Rejected. Would artificially serialize the normal-case overlap of fetch (read) and store (write) and yield an incorrect BW upper bound for the PE pipeline.

A2. capacity > 1 (e.g., 2-banked TCM)

Rejected. Current hardware model assumes a single bank. Multi-bank extension needs its own ADR that would supersede D1. Bumping capacity now would loosen the nominal serialization without raising the BW upper bound, producing less accurate modeling.

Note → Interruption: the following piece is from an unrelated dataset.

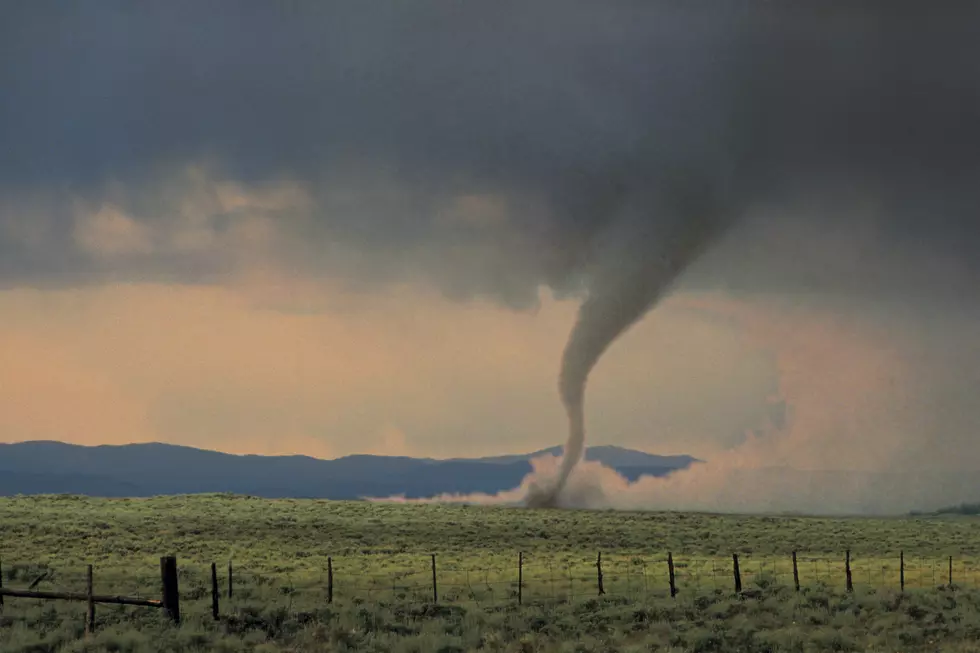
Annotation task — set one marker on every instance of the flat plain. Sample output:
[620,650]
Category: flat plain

A3. Generalize BW formula to nbytes / bw + overhead_ns

Rejected. overhead_ns is reserved for the legacy forwarding path (D5). Additional fetch/store-path overhead, if needed, belongs in PE_FETCH_STORE's run() or in a register-file access model — closer to the responsibility boundary.

Consequences

  • TCM's BW accounting is locked at ADR level. Questions arising from op_log in GEMM/Math sweeps — "why did fetch and store overlap?", "why do only same-direction requests serialize?" — resolve quickly to D1.
  • Future multi-bank TCM models or asymmetric read/write BW changes have a clear blast radius (D1 / D2 / D3 — pick one).
  • D6 ("TCM is not a data store") sharpens the responsibility boundary with ADR-0020 2-pass execution.